La canción presenta ese momento como una victoria, y sin duda lo es. Pero también deja al descubierto el hecho de que la aceptación no llega porque se comprenda que ella tenía el mismo derecho a jugar desde el principio, sino porque ha logrado demostrar que es lo suficientemente buena. Su presencia deja de percibirse como una anomalía no cuando se cuestiona la norma que la excluía, sino cuando ella consigue adaptarse a las exigencias de esa misma norma.

Quizá por eso la historia resulta tan reveladora. No cuenta solo el recorrido de una niña que quiere jugar al fútbol. Cuenta también cuánto esfuerzo, cuánta perseverancia y cuántas pruebas debe superar alguien para ocupar un lugar que, en realidad, nunca debió serle negado.
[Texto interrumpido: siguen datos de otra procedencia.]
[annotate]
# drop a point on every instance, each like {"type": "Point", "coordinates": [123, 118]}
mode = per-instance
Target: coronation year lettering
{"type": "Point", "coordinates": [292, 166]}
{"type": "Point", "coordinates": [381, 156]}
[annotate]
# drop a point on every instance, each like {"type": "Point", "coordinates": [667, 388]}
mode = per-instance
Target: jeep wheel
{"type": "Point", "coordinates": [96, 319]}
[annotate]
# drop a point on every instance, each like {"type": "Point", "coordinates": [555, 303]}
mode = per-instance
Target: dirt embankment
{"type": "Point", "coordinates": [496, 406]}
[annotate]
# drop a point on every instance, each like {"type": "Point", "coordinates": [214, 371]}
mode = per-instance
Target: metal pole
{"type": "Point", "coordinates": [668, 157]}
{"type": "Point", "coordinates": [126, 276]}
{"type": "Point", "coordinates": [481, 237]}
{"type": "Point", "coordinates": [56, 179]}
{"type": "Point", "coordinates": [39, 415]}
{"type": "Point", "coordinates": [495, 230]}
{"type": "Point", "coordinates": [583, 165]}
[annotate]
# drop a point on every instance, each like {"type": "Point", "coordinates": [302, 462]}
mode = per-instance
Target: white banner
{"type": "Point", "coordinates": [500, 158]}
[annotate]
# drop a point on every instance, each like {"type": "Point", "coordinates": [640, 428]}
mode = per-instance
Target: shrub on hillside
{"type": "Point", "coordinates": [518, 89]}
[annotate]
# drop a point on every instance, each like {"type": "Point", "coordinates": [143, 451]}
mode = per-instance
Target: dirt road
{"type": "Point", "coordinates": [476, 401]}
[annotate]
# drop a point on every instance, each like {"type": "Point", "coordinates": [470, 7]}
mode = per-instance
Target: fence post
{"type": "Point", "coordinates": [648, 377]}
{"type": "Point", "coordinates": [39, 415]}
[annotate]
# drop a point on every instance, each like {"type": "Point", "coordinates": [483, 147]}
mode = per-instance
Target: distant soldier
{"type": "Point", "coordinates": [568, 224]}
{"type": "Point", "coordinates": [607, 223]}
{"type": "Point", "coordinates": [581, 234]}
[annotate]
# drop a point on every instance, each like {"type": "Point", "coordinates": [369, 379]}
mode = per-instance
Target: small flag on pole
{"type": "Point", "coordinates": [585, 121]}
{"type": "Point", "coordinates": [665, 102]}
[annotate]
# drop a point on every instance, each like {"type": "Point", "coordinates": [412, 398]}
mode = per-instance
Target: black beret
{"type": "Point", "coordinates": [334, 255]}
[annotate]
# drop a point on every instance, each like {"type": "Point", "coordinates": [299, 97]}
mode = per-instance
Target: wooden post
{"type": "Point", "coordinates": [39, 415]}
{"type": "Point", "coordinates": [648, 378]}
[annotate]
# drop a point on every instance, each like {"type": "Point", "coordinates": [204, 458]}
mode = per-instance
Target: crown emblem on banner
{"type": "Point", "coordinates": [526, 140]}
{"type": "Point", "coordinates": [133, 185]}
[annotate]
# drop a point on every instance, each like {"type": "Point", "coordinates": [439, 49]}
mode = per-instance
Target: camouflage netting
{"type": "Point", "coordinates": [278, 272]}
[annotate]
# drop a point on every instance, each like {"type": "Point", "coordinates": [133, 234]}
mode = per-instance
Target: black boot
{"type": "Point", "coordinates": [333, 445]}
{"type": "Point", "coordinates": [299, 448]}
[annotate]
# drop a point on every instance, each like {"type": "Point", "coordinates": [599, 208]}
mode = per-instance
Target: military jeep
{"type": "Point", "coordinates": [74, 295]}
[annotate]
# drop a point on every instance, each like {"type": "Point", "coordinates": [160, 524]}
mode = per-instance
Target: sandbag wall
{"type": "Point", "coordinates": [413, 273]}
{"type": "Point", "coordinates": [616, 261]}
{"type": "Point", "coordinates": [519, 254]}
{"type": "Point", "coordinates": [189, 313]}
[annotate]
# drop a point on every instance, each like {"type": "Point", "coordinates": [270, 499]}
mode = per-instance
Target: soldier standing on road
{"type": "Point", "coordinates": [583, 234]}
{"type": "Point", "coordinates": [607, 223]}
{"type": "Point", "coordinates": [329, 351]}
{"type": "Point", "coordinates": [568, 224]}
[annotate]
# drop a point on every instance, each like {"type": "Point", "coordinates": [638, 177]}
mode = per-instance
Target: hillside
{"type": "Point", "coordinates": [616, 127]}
Fue entonces cuando volví a observar las imágenes de aquel mural del récord Guinness con otros ojos, a preguntarme dónde estaban ellas, dónde estaban las futbolistas, las aficionadas, las seguidoras entre aquel público en su mayoría masculino que celebraba justo en el centro del muro, donde se había dispuesto la figura de una futbolista mujer y el pecho desnudo de la Victoria alada. Fue entonces cuando entendí que, una vez más, las mujeres y sus cuerpos parecían funcionar como parte del decorado. Un recurso visual, un escaparate, un fondo en apariencia celebratorio dentro de un relato al que no se las había invitado sino usado como figuración.

Por eso cobra tanta importancia la iniciativa impulsada por la Secretaría de las Mujeres y la Secretaría de Cultura, porque las niñas necesitan escuchar que pueden llegar tan lejos como sus sueños se los permita, que tienen derecho a participar en igualdad de condiciones en las oportunidades que la sociedad ofrece y que su presencia no es excepcional ni simbólica, sino legítima.

También en el contexto del Mundial porque es falso que solo les pertenezca a los hombres ni que sea una cuestión de género. La exclusión rara vez se presenta de forma explícita; cuando aparece, lo hace de manera sutil. A veces consiste simplemente en no estar, en no verse reflejada en los relatos, o en hacerlo desde una mirada ajena en los monumentos, en las fotografías o en los murales con los que una sociedad decide representarse.

Así que, estoy con usted Presidenta, “las mujeres de hoy todo lo pueden ser”, pueden decidir dónde estar y usted es el mejor ejemplo.